Очерки Г. Успенского показывают переселенческое движение «изнутри».
Вот типичная зарисовка степного Южноуралья:
«Весь путь от Оренбурга до Уфы вообще производит самое приятное впечатление: приволье, простор, обилие сил природы чуются даже и в сравнительно невзрачных местностях, которые минуешь по дороге. Но иногда, на протяжении двух-трех перегонов, то есть сорока-пятидесяти верст, случается проезжать поистине очаровательные места, не теряющие своей прелести ни на одну минуту. Места эти большею частью самые безлюдные, почти не тронутые ни плугом, ни топором, но на каждом шагу невольно ощущаешь горячую, любовную заботу природы о том, кто непременно должен здесь жить и для которого эта любящая мать-природа приготовила пышную, роскошную встречу».{222}
И пророчески звучат слова Г. Успенского:
«Материнская забота природы о благе человека, о просторе жизни его живой души до такой степени овладевает сознанием путника, что, видимо, безлюдные места кажутся ему наполненными кипучей, бьющей ключом жизни…»{223}
Это написано девяносто лет назад. Страницы, связанные с заселением свободных земель переселенцами, помогают понять, каких трудов и скольких жизней стоило освоение земельных богатств Урала русскому крестьянину и как мы должны ценить теперь все созданное его руками.
Дорогами Успенского
В 1894 году в Петербурге вышли путевые заметки «Переселенцы и новые места». Они принадлежали Владимиру Людвиговичу Дедлову-Кигну, ныне совсем забытому писателю-публицисту.
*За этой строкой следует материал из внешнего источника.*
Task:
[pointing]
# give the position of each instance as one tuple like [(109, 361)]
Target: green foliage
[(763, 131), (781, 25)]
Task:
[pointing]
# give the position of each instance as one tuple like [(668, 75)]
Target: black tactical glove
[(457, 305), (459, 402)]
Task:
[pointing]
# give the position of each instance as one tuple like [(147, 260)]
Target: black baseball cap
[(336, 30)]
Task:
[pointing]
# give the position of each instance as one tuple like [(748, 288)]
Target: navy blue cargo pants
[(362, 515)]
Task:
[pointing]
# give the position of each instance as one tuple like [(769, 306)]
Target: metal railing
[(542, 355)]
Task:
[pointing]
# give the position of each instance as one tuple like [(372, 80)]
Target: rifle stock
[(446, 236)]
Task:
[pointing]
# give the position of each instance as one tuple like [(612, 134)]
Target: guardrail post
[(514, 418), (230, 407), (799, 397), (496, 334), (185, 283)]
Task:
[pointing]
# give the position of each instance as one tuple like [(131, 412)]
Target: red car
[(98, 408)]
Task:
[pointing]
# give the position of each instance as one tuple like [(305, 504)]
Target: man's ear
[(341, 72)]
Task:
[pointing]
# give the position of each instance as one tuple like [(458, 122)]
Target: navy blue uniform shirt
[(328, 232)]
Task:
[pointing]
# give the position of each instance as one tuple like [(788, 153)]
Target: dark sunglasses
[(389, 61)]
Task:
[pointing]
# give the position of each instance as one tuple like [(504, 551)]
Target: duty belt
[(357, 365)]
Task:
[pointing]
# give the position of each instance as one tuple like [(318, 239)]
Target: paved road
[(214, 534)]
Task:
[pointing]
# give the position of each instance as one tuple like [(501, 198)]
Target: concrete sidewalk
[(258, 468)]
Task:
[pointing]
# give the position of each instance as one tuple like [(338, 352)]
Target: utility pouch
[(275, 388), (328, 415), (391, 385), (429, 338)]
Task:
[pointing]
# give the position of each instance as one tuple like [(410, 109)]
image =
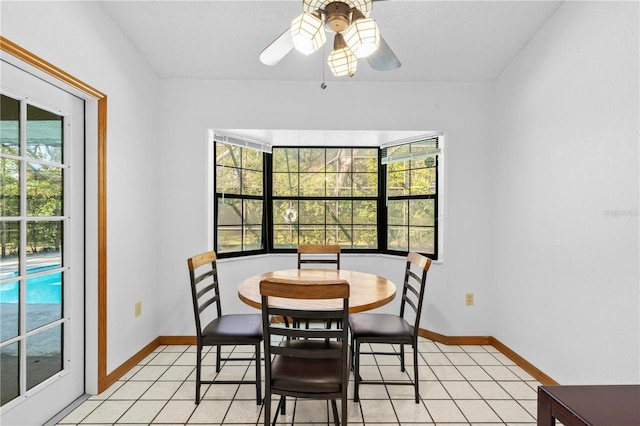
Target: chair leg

Автор их, неутомимый путешественник, сотрудник многих центральных журналов и газет, побывал в наших краях. Он проехал на лошадях почти полторы тысячи верст по степным просторам Урала и Зауралья и увлекательно рассказал об этом. Основу книги составили дорожные впечатления от встреч с людьми, переселившимися из центральной России на свободные уральские земли.
Маршрут его пролегал через Пермь, Екатеринбург, Тюмень, Тобольск, Тару, Троицк, Кустанай, Орск, Оренбург — места, которые за несколько лет до него объехал беспокойный Глеб Успенский, чтобы описать жизнь переселенцев на новых землях.
В. Дедлов дважды совершил нелегкую поездку и объективно поведал о своем путешествии в другой очерковой книге «Панорама Сибири», вышедшей в 1900 году. Перечитывая сейчас обе книги, поражаешься не только упорству, с каким автор преодолевал трудный и мучительный путь на перекладных, останавливаясь на ночлеги в самых глухих местах, но и глубоким знаниям быта простых тружеников, умению обобщать факты, нарисовать впечатляющие картины переселенческой жизни. Недаром многие современники В. Дедлова называли его книги «чудесными», «прелесть как интересными» и советовали друг другу непременно прочитать их.